Maggie put the Subaru back into gear, suddenly uncomfortable under his assessing stare. “Might as well head back. I don’t intend to sit around here, waiting for him to come back down.”
“Give me a minute.” He was out of the car before she could respond.
Frowning, she set the brake, turned off the engine, then got out of the car, too. By the time she reached his side, he’d already piled four or five good-sized stones in a little cairn at the edge of the track.
“You’re coming back.”
He set another rock on the pile, then nodded. “First thing in the morning.”
“I’m coming with you.” This was the first break they’d had in weeks. She had to know who’d been driving that pickup, and why, and where he’d been going, and Rick Dornier was going to help her find the answers whether he liked it or not.
Rick straightened, hesitated, then said, “All right.”
“You’ll have to drive, though.”
He didn’t say anything, just stood there staring at her, his expression unreadable in the dark.
Maggie deliberately stared right back. “What?”
“Most coffee shop managers I know don’t drive like they were trying for the Indy 500.”
So much for being helpful.

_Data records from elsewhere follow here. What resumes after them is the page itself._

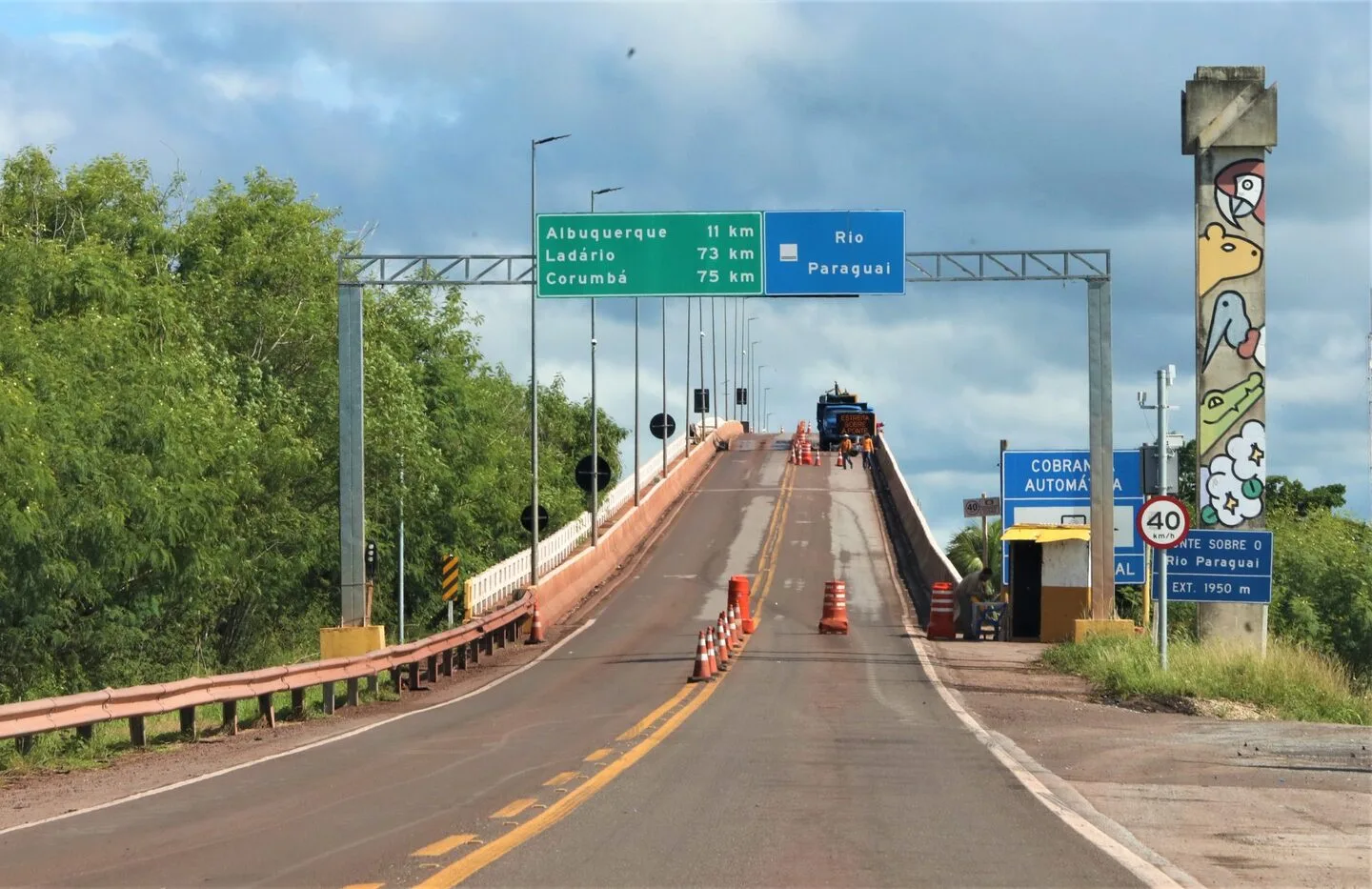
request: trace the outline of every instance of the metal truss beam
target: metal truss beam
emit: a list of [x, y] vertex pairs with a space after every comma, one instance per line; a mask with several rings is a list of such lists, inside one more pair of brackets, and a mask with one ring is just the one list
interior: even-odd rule
[[1110, 277], [1109, 250], [967, 250], [906, 254], [906, 281], [1091, 281]]
[[339, 284], [528, 285], [532, 269], [530, 254], [344, 254]]
[[[348, 254], [339, 284], [388, 287], [530, 283], [528, 254]], [[906, 254], [906, 281], [1091, 281], [1110, 277], [1109, 250], [967, 250]]]

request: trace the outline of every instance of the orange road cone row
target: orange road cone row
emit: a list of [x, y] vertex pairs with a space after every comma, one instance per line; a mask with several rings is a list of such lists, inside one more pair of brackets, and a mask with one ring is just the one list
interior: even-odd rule
[[543, 621], [538, 619], [538, 602], [534, 602], [534, 619], [528, 621], [525, 645], [539, 645], [543, 641]]
[[952, 584], [938, 580], [933, 584], [929, 595], [929, 626], [925, 635], [930, 639], [952, 639], [958, 635], [952, 623]]
[[825, 582], [825, 613], [819, 619], [819, 631], [848, 635], [848, 584], [842, 580]]
[[738, 612], [738, 628], [750, 634], [756, 630], [752, 613], [748, 608], [748, 576], [734, 575], [729, 579], [729, 604]]
[[700, 641], [696, 642], [696, 671], [690, 675], [691, 682], [709, 682], [713, 679], [709, 671], [709, 652], [705, 650], [705, 631], [700, 631]]

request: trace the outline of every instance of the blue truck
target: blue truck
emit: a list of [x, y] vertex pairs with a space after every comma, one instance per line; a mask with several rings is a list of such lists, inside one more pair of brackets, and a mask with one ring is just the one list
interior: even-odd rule
[[877, 413], [858, 395], [840, 388], [823, 392], [815, 405], [815, 431], [819, 432], [819, 450], [837, 450], [844, 436], [860, 439], [877, 435]]

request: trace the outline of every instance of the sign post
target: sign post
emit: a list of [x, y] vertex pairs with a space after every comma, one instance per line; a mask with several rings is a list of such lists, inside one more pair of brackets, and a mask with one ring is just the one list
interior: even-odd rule
[[761, 296], [763, 214], [541, 213], [538, 295]]
[[[991, 538], [986, 536], [986, 516], [1000, 514], [1000, 498], [986, 497], [982, 491], [981, 497], [970, 497], [962, 501], [962, 517], [975, 519], [981, 516], [981, 567], [991, 567]], [[1004, 562], [1002, 562], [1004, 564]]]
[[[1191, 532], [1191, 514], [1185, 503], [1170, 494], [1148, 498], [1137, 519], [1139, 536], [1158, 550], [1181, 546]], [[1162, 669], [1168, 668], [1168, 557], [1158, 554], [1158, 653]]]
[[767, 296], [906, 292], [904, 210], [768, 210]]
[[[1002, 524], [1091, 523], [1091, 454], [1085, 450], [1004, 450], [1002, 462]], [[1143, 506], [1143, 462], [1137, 450], [1114, 451], [1114, 582], [1143, 584], [1143, 541], [1135, 513]], [[1010, 543], [1002, 542], [1002, 575], [1008, 583]]]

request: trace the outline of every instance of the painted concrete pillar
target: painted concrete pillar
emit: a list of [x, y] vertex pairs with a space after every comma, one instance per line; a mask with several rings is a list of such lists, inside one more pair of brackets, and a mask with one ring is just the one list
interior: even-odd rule
[[[1266, 435], [1266, 165], [1277, 89], [1261, 66], [1198, 67], [1181, 95], [1195, 156], [1196, 527], [1262, 528]], [[1202, 638], [1266, 648], [1266, 605], [1198, 606]]]

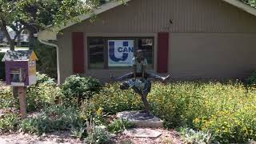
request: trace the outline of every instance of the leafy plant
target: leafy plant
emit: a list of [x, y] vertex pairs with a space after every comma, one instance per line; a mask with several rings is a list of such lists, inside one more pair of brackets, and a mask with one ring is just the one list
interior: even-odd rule
[[34, 118], [23, 119], [19, 126], [22, 131], [41, 134], [57, 130], [70, 130], [81, 122], [74, 108], [52, 106]]
[[55, 84], [54, 78], [51, 78], [45, 74], [40, 74], [40, 73], [37, 72], [36, 75], [37, 75], [37, 78], [38, 78], [37, 84], [39, 84], [39, 83], [45, 83], [45, 84], [49, 84], [49, 85], [54, 85]]
[[194, 130], [193, 129], [181, 127], [178, 129], [178, 132], [181, 134], [183, 141], [188, 143], [211, 143], [214, 138], [212, 138], [212, 134], [204, 133], [202, 131]]
[[134, 126], [134, 124], [127, 120], [114, 119], [110, 125], [107, 126], [107, 129], [110, 132], [117, 134]]
[[105, 113], [115, 114], [124, 110], [137, 110], [142, 108], [140, 97], [133, 90], [121, 90], [118, 83], [106, 84], [99, 94], [90, 100], [95, 109], [102, 108]]
[[46, 106], [54, 103], [58, 88], [48, 83], [38, 83], [26, 90], [26, 109], [28, 112], [40, 110]]
[[90, 77], [83, 78], [78, 75], [68, 77], [62, 85], [64, 102], [76, 100], [80, 104], [82, 100], [90, 98], [98, 93], [101, 84], [97, 79]]
[[256, 87], [256, 71], [252, 72], [250, 76], [246, 79], [247, 85]]
[[77, 127], [72, 127], [71, 136], [82, 140], [86, 136], [86, 126], [83, 123], [79, 122]]
[[100, 144], [110, 142], [109, 133], [101, 126], [95, 126], [91, 118], [86, 122], [86, 132], [88, 136], [85, 139], [86, 143]]
[[0, 133], [16, 130], [18, 121], [19, 119], [16, 114], [5, 114], [0, 118]]
[[[256, 140], [256, 90], [242, 83], [154, 83], [148, 100], [151, 113], [167, 128], [210, 131], [221, 143]], [[142, 109], [139, 96], [117, 84], [106, 85], [90, 103], [110, 114]]]
[[10, 89], [0, 86], [0, 109], [18, 107], [18, 99], [15, 99]]

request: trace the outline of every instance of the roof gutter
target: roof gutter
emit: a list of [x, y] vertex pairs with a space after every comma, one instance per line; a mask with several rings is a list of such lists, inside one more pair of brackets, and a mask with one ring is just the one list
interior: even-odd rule
[[61, 81], [60, 81], [60, 69], [59, 69], [59, 50], [58, 50], [58, 45], [54, 44], [54, 43], [50, 43], [47, 41], [44, 41], [42, 39], [38, 38], [38, 41], [45, 45], [47, 46], [54, 46], [56, 48], [56, 53], [57, 53], [57, 79], [58, 79], [58, 85], [60, 85]]
[[239, 9], [242, 9], [244, 11], [246, 11], [249, 14], [251, 14], [254, 16], [256, 16], [256, 9], [253, 8], [243, 2], [242, 2], [239, 0], [222, 0], [230, 5], [233, 5]]

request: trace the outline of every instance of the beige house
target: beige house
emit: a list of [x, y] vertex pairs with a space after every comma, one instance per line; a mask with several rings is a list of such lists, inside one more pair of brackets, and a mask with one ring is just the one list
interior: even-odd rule
[[131, 71], [138, 49], [148, 71], [177, 79], [241, 78], [256, 70], [256, 10], [238, 0], [126, 2], [103, 5], [94, 22], [85, 14], [39, 33], [58, 49], [59, 83], [77, 73], [107, 81]]

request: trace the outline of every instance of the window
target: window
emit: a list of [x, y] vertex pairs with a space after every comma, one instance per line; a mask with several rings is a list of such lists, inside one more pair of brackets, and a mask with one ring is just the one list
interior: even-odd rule
[[154, 38], [88, 38], [89, 68], [132, 66], [137, 50], [142, 50], [147, 68], [154, 66]]
[[89, 38], [89, 66], [90, 68], [104, 68], [104, 45], [103, 38]]

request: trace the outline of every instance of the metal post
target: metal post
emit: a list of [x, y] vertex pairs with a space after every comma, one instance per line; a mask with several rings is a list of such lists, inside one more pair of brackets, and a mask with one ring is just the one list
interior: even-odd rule
[[18, 98], [19, 98], [19, 107], [20, 107], [20, 114], [21, 118], [23, 119], [26, 117], [26, 88], [24, 86], [18, 86]]

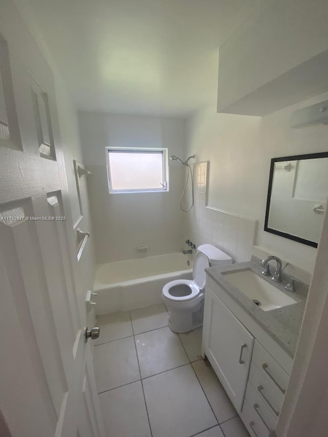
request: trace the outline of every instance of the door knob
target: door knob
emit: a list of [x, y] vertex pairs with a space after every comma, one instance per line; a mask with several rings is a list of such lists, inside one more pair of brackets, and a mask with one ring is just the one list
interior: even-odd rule
[[88, 326], [86, 328], [85, 336], [86, 338], [86, 343], [88, 341], [89, 338], [92, 340], [95, 340], [98, 338], [100, 334], [100, 328], [97, 326], [94, 326], [89, 329]]

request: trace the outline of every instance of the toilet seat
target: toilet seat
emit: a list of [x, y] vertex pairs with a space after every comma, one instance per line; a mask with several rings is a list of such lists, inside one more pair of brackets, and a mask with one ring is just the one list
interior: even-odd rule
[[[170, 294], [170, 290], [173, 287], [178, 286], [179, 285], [187, 285], [190, 289], [191, 293], [186, 296], [172, 296]], [[167, 284], [164, 285], [162, 294], [169, 300], [173, 301], [173, 302], [186, 302], [196, 297], [201, 292], [201, 290], [199, 287], [193, 280], [191, 281], [190, 279], [176, 279], [175, 281], [171, 281], [170, 282], [168, 282]]]

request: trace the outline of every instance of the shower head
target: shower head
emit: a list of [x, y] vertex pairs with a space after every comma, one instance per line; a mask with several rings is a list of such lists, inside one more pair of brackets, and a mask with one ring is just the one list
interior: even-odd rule
[[191, 156], [189, 156], [186, 161], [183, 162], [183, 161], [180, 159], [180, 158], [178, 158], [177, 156], [176, 156], [175, 155], [172, 155], [172, 156], [170, 157], [170, 159], [172, 159], [172, 161], [178, 161], [182, 165], [186, 165], [188, 163], [188, 161], [189, 159], [191, 159], [192, 158], [194, 158], [195, 155], [192, 155]]
[[172, 161], [178, 161], [182, 165], [184, 165], [184, 162], [183, 162], [180, 158], [178, 158], [177, 156], [176, 156], [175, 155], [172, 155], [172, 156], [170, 157], [170, 159], [172, 159]]

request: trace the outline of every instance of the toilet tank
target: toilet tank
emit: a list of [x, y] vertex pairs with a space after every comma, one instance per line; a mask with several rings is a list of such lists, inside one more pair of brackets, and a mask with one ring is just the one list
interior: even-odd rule
[[211, 265], [223, 265], [233, 262], [231, 257], [212, 244], [201, 244], [197, 251], [208, 256]]

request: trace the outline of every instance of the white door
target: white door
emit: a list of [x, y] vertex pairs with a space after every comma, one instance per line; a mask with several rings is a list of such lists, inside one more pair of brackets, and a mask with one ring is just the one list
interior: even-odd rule
[[0, 410], [13, 437], [100, 437], [53, 76], [1, 9]]
[[205, 293], [203, 347], [237, 411], [241, 411], [254, 339], [212, 290]]

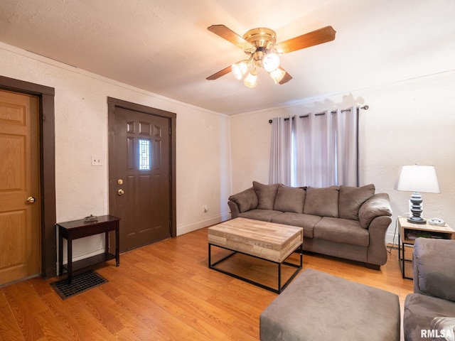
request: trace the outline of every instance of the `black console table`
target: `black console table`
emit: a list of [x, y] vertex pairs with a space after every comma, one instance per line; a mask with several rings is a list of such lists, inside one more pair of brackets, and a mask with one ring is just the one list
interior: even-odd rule
[[[119, 254], [119, 221], [120, 218], [112, 215], [97, 217], [97, 220], [85, 222], [84, 219], [71, 222], [58, 222], [58, 274], [62, 275], [63, 270], [68, 274], [68, 281], [71, 283], [73, 273], [84, 268], [115, 258], [116, 265], [120, 265]], [[109, 232], [115, 231], [115, 254], [109, 252]], [[105, 235], [105, 249], [103, 254], [73, 262], [73, 241], [84, 237], [104, 233]], [[68, 241], [68, 263], [63, 265], [63, 238]]]

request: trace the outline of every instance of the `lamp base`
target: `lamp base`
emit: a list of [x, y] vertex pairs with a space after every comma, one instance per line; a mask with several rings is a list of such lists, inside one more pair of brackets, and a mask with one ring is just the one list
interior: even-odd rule
[[427, 220], [422, 217], [410, 217], [407, 218], [407, 222], [412, 224], [427, 224]]

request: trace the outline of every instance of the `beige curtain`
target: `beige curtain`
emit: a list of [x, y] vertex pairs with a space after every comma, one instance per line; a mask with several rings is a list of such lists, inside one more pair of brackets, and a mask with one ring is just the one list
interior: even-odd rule
[[269, 183], [358, 185], [358, 110], [274, 119]]

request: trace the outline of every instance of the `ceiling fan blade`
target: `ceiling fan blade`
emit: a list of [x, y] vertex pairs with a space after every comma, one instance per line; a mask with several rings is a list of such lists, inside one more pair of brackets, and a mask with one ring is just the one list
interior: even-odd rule
[[255, 52], [256, 50], [256, 48], [252, 43], [245, 40], [240, 36], [231, 29], [228, 28], [224, 25], [212, 25], [208, 27], [207, 29], [236, 46], [238, 46], [244, 51]]
[[292, 76], [289, 73], [287, 73], [287, 71], [286, 71], [284, 68], [282, 68], [281, 66], [279, 66], [278, 68], [280, 70], [282, 70], [286, 72], [286, 75], [284, 75], [283, 78], [282, 78], [282, 80], [278, 82], [278, 84], [279, 84], [280, 85], [282, 85], [284, 83], [287, 83], [289, 80], [292, 79]]
[[224, 69], [220, 70], [218, 72], [214, 73], [211, 76], [208, 76], [205, 79], [208, 80], [216, 80], [218, 78], [220, 78], [221, 76], [224, 76], [225, 75], [226, 75], [227, 73], [229, 73], [230, 72], [231, 72], [231, 67], [230, 67], [230, 65], [229, 65], [228, 67], [225, 67]]
[[278, 53], [288, 53], [335, 39], [336, 31], [332, 26], [326, 26], [309, 33], [277, 43], [274, 48]]

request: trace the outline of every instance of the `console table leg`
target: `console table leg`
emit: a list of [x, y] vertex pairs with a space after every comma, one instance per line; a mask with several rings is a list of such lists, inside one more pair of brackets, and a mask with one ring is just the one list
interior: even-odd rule
[[73, 280], [73, 239], [71, 238], [68, 238], [68, 264], [67, 267], [68, 269], [68, 284], [71, 283], [71, 281]]

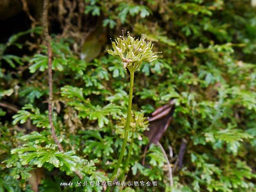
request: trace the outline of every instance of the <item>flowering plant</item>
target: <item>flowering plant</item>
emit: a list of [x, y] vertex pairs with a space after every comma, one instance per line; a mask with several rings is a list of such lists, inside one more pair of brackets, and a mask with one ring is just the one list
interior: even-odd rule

Or hoping he wouldn’t think to wonder.
“My mama always did say I got into the wrong business,” she said lightly. “I never quite got over the fact they wouldn’t buy me a dirt bike when I was eight, like I wanted.”
“I could see where that might irritate you.” He didn’t sound convinced.
Maggie bent and grabbed a rock at random, then dumped it on the small pile he’d built. “That should be good enough.”
She deliberately didn’t look at him as she dusted off her hands, then walked back to the driver’s side door.
“You coming?” she demanded, yanking open the door. “Or do you want to camp out here in the wilderness, waiting for whoever it is to come back down?” She slid behind the wheel, then stuck her head back out. “Might be a long, cold wait.”
She was almost sorry when he slid in beside her. He really did fill up the car more than she was used to.
“Home, James,” she said lightly. She didn’t even wait for him to buckle his seat belt before she swung the car around, then set off, more sedately this time, on the road back to town.
Anger bubbled in Rick, and fear, though he wasn’t yet willing to admit to the fear. An innocent man didn’t run from following cars. Not the way this fellow had.
Whatever Tina had gotten herself into, it wasn’t just a wild fling with a good-looking guy.
Because he couldn’t bear to follow that thought, he focused on the landmarks that reared up in the headlights alongside the road, then disappeared in the dark behind. A crooked mailbox here, a gated driveway there. It would all look different in the daylight, but he would recognize them, anyway, and know just how far he would have to go to find that little rock cairn he’d built. First thing tomorrow, he promised himself grimly. He prayed that there was something up there that would lead him to Tina and not be just a dead end where that pickup’s driver had gone to ground, waiting in safety until he could come back down and disappear, taking with him their only good link to finding Tina.
Only once they were back on the paved road did he stop watching for markers and focus on the silent woman beside him.
She was relaxed now, loose, only one hand on the wheel, but she was still pushing the speed limit, alert and confident. He had the feeling that she saw everything and everyone they passed, catalogued it, filed it away for future reference. Just as he did when he was in the backcountry, hunting for any sign of bear and what they’d been up to. She was city, he was country, but under the skin, they were a lot alike.
He wasn’t sure he much liked the thought.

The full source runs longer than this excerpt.